Lobeline has a long history of therapeutic use ranging from an emetic and respiratory stimulant to a tobacco smoking cessation agent. Lobelia chinensis Lour, a traditional Chinese herb whose active ingredient is the alkaloid lobeline, demonstrated to antagonize the bioactive effect of endothelin-1 (ET-1) and prevent the proliferation of vascular smooth muscle cells (VSMCs) in hyperlipidemic rats. The objective of the present study was to determine the effects of lobeline on proliferation of cultured human umbilical VSMCs induced by ET-1. The results showed that the increased cell numbers and enhanced [3H]thymidine incorporation induced by ET-1 were inhibited and the transition of cells from static phase (G0/G1) to DNA synthesis (S) and mitotic phase (G2/M) was held back by lobeline in a concentration-dependent manner.
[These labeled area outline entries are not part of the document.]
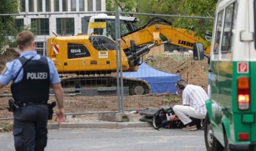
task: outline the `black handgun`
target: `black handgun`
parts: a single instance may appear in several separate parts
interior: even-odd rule
[[[9,112],[18,111],[20,109],[18,105],[17,105],[13,99],[11,98],[8,101],[9,107],[8,108]]]
[[[51,103],[48,103],[48,119],[52,119],[53,114],[53,108],[56,106],[56,102],[52,102]]]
Confocal microscopy demonstrated that lobeline markedly decreased the fluorescent intensity of intracellular Ca2+ concentration ([Ca2+]i) with a significant difference from ET group. Cytotoxicity was determined by Trypan blue exclusion. These results demonstrated a novel biological role of lobeline. Lobeline inhibited the proliferation of human umbilical VSMCs induced by ET-1 in a dose-dependent manner and the anti-proliferative effect was involved in the reduce of increased [Ca2+]i, rather than nonspecific cytotoxicity.